Saturday, June 15, 2013

“There was of course no way of knowing whether you were being watched at any given moment,” George Orwell wrote in “1984.”

June 8, 2013 NYTIMES

Peeping Barry

WASHINGTON — THE acid that corroded George W. Bush’s presidency was fear — spreading it and succumbing to it.

You could see the fear in his eyes, the fear that froze him in place, after Andy Card whispered to W. in that Florida classroom that a second plane had crashed into the twin towers.

The blood-dimmed tragedy of 9/11 was chilling. But instead of rising above the fear, W. let it overwhelm his better instincts. He and Dick Cheney crumpled the Constitution, manipulated intelligence to go to war against a country that hadn’t attacked us, and implemented warrantless eavesdropping — all in the name of keeping us safe from terrorists.

Americans want to be protected, but not at the cost of vitiating the values that make us Americans. 

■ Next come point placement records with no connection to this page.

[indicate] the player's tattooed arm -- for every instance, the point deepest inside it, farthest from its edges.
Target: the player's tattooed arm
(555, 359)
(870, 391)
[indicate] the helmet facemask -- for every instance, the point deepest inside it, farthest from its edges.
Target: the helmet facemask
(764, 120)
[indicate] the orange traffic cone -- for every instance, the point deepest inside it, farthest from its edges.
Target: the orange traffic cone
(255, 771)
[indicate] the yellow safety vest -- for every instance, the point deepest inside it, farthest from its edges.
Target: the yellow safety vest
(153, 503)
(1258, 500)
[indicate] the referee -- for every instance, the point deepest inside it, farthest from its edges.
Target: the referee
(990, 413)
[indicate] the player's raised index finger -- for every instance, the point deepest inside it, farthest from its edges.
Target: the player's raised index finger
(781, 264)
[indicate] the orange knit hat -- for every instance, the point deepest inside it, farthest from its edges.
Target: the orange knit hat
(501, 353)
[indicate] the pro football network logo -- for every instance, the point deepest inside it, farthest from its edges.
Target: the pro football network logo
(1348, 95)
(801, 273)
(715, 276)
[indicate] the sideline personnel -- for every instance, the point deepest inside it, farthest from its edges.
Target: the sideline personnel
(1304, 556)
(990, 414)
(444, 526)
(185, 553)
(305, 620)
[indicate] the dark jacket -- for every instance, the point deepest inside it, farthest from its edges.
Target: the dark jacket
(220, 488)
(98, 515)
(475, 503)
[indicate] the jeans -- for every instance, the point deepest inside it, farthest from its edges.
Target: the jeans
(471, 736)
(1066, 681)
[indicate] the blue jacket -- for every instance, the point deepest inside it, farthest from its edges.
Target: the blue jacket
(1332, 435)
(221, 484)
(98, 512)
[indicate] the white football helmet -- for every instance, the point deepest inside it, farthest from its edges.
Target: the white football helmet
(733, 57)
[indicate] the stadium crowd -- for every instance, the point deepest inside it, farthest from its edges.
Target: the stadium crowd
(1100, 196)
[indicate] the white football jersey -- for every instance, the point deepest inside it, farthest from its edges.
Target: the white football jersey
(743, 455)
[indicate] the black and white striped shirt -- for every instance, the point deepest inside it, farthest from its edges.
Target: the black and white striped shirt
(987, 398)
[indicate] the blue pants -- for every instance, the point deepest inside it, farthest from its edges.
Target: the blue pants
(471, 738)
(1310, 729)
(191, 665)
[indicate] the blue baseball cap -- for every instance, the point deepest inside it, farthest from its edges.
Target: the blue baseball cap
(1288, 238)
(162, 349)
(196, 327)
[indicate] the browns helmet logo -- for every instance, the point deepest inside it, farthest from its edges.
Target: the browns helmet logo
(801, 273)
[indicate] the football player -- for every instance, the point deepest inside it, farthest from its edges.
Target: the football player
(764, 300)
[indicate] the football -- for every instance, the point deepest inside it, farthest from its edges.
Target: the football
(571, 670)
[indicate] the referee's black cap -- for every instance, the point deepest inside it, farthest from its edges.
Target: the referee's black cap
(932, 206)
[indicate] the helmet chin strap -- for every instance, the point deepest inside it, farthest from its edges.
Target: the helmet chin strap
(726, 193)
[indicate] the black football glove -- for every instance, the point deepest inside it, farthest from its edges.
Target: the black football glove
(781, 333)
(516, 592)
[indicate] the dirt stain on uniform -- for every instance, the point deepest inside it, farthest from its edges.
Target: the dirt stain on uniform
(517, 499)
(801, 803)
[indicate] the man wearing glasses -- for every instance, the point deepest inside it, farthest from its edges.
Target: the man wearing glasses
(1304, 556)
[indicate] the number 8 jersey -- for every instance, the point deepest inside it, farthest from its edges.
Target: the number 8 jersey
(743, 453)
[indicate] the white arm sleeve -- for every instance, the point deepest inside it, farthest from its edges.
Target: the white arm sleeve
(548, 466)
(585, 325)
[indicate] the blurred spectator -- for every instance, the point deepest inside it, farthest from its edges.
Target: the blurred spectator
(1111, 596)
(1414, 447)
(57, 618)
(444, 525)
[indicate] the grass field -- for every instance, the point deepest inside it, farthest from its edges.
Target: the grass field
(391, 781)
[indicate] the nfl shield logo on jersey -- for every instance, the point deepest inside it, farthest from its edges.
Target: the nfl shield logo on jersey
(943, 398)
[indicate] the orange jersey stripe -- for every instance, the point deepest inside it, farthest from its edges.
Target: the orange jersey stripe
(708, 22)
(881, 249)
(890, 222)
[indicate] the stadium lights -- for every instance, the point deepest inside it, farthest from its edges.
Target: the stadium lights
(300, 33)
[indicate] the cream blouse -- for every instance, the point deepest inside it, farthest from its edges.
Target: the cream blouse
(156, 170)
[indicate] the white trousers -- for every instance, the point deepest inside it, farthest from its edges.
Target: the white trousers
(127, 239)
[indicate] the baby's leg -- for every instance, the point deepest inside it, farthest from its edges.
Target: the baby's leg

That is why Barack Obama was so stirring in 2007 with his spirited denunciations of W.’s toxic trade-offs. The up-and-coming senator and former constitutional law professor railed against the Bush administration’s “false choice, between the liberties we cherish and the security we provide.”

Now that we are envisioning some guy in a National Security Agency warehouse in Fort Meade, Md., going through billions of cat videos and drunk-dialing records of teenagers, can the Ministries of Love and Truth be far behind?

“There was of course no way of knowing whether you were being watched at any given moment,” George Orwell wrote in “1984.” “How often, or on what system, the Thought Police plugged in on any individual wire was guesswork. It was even conceivable that they watched everybody all the time. But at any rate they could plug in your wire whenever they wanted to.”